All CLI options are documented in cargo run --bin gist -- --help.

Persisting trained indexes

Use the persistence hooks to avoid retraining between benchmarking runs:

cargo run --release --bin gist -- \
    --base data/gist/gist_base.fvecs \
    --bits 7 \
    --nlist 4096 \
    --queries data/gist/gist_query.fvecs \
    --groundtruth data/gist/gist_groundtruth.ivecs \
    --top-k 100 \
    --nprobe 1024 \
    --metric l2 \
    --max-base 1000000 \
    --max-queries 200 \
    --seed 1337 \
    --save-index data/gist/gist_rbq.idx

cargo run --release --bin gist -- \
    --base data/gist/gist_base.fvecs \
    --queries data/gist/gist_query.fvecs \
    --groundtruth data/gist/gist_groundtruth.ivecs \
    --top-k 100 \
    --nprobe 1024 \
    --metric l2 \
    --max-base 1000000 \
    --max-queries 200 \
    --load-index data/gist/gist_rbq.idx

The first command trains with the Rust pipeline, writes the persisted index, and records the benchmark. The second command reuses the saved index for subsequent recall sweeps or profiling runs.

Testing and linting

The test suite now includes regression checks for the dataset readers and the pre-clustered IVF flow. Run the full suite along with the standard linters before submitting changes:

cargo fmt
cargo clippy --all-targets --all-features
cargo test

For dataset-backed evaluation, invoke the gist binary as described above.

Publishing to crates.io

The crate is configured for publication on crates.io. Before publishing a new release:

  1. Update the version – bump the version field in Cargo.toml following semantic versioning.
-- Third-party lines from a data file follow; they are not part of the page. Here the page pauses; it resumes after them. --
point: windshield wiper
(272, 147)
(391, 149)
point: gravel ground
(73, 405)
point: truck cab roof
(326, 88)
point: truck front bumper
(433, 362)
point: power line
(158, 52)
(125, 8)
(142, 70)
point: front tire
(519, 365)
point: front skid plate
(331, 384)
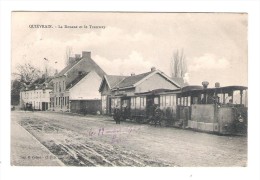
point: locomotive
(219, 110)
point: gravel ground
(98, 141)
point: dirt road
(98, 141)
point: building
(75, 88)
(113, 88)
(37, 94)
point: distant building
(113, 88)
(37, 94)
(75, 88)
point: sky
(214, 44)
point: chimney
(77, 57)
(71, 60)
(153, 69)
(86, 54)
(80, 73)
(205, 84)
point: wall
(85, 106)
(154, 82)
(36, 97)
(203, 113)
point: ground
(75, 140)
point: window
(137, 103)
(156, 100)
(195, 100)
(133, 102)
(143, 102)
(173, 101)
(167, 100)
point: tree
(179, 66)
(27, 73)
(68, 54)
(24, 75)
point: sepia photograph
(129, 89)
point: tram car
(220, 110)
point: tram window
(162, 101)
(167, 101)
(133, 102)
(173, 100)
(220, 98)
(189, 101)
(141, 102)
(236, 97)
(195, 100)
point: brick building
(77, 84)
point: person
(117, 115)
(230, 101)
(157, 116)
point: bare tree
(68, 54)
(178, 62)
(27, 73)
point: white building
(37, 94)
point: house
(37, 94)
(113, 88)
(75, 88)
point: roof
(76, 80)
(179, 81)
(113, 80)
(90, 66)
(131, 80)
(225, 89)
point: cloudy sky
(215, 44)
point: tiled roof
(131, 80)
(91, 65)
(179, 81)
(68, 67)
(75, 81)
(39, 83)
(113, 80)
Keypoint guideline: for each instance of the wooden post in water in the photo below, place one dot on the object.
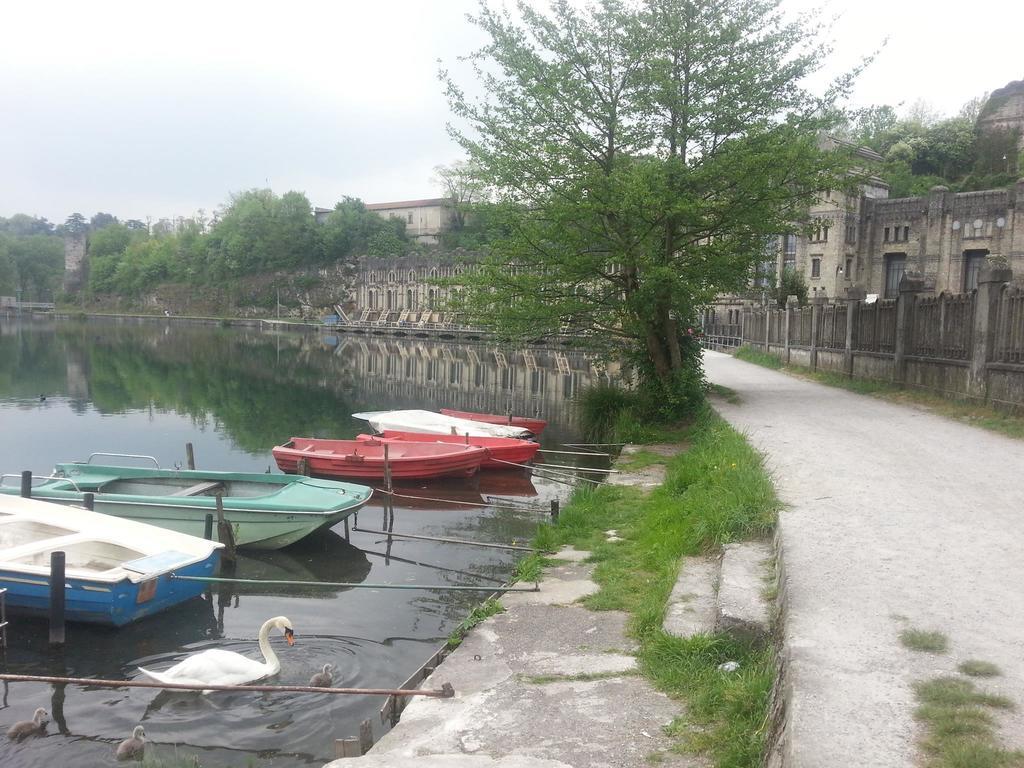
(366, 736)
(224, 532)
(57, 598)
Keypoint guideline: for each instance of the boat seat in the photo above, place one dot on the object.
(200, 487)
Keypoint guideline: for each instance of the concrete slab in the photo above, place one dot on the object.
(692, 605)
(891, 511)
(503, 716)
(742, 609)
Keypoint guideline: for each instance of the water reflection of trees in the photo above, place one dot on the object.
(261, 388)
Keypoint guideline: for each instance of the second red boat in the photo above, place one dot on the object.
(365, 459)
(502, 452)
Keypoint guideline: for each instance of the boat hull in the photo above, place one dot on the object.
(108, 603)
(343, 459)
(502, 452)
(258, 529)
(268, 511)
(534, 425)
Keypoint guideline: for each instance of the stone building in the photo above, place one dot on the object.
(865, 243)
(404, 285)
(76, 266)
(425, 219)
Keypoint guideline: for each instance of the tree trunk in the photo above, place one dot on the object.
(655, 348)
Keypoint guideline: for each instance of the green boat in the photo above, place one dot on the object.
(264, 511)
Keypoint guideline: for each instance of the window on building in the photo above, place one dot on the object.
(895, 266)
(790, 252)
(973, 261)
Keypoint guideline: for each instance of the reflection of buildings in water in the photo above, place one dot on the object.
(469, 377)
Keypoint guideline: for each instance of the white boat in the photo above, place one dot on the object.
(428, 422)
(116, 570)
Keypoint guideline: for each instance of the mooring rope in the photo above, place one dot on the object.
(351, 585)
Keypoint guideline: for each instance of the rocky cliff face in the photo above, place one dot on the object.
(1005, 111)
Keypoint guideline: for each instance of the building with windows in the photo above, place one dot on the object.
(865, 243)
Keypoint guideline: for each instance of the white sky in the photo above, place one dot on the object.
(158, 109)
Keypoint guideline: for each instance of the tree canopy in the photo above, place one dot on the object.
(640, 154)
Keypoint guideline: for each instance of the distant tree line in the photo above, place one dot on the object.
(256, 231)
(923, 150)
(31, 257)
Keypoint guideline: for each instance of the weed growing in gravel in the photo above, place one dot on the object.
(925, 641)
(961, 726)
(974, 668)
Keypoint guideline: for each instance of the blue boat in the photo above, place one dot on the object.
(116, 572)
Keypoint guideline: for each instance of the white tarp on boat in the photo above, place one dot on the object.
(430, 423)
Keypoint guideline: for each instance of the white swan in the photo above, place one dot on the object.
(216, 667)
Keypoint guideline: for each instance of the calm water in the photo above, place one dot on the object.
(69, 389)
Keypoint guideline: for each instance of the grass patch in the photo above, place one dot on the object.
(961, 725)
(530, 567)
(715, 493)
(925, 641)
(583, 677)
(974, 668)
(476, 615)
(640, 460)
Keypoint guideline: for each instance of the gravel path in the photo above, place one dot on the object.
(895, 518)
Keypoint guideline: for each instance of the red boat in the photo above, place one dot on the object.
(534, 425)
(500, 450)
(365, 459)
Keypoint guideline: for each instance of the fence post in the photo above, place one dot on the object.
(909, 286)
(792, 302)
(851, 316)
(816, 308)
(986, 304)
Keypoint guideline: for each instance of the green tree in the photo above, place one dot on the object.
(76, 224)
(39, 262)
(101, 219)
(640, 154)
  2. Log in to crates.io – authenticate once per workstation:

    cargo login <your-api-token>
    
  3. Validate the package – ensure the crate builds cleanly and packages without missing files:

    cargo fmt
    cargo clippy --all-targets --all-features
    cargo test
    cargo package
    

    Inspect the generated .crate archive under target/package/ if you need to double-check the bundle contents.

  4. Publish – when you are ready, push the package live:

    cargo publish
    

If you need to yank a release, run cargo yank --vers <version> (optionally with --undo). Remember that published versions are immutable, so double-check the README and API docs before releasing.

Project structure

src/
  bin/gist.rs     # CLI for building & evaluating IVF + RaBitQ on GIST
  io.rs           # .fvecs/.ivecs readers and helpers
  ivf.rs          # IVF + RaBitQ searcher and training routines
  kmeans.rs       # Lightweight k-means used for in-crate training
  math.rs         # Vector math helpers
  quantizer.rs    # Core RaBitQ quantisation logic
  rotation.rs     # Random orthonormal rotator

Refer to README.origin.md for the original upstream documentation.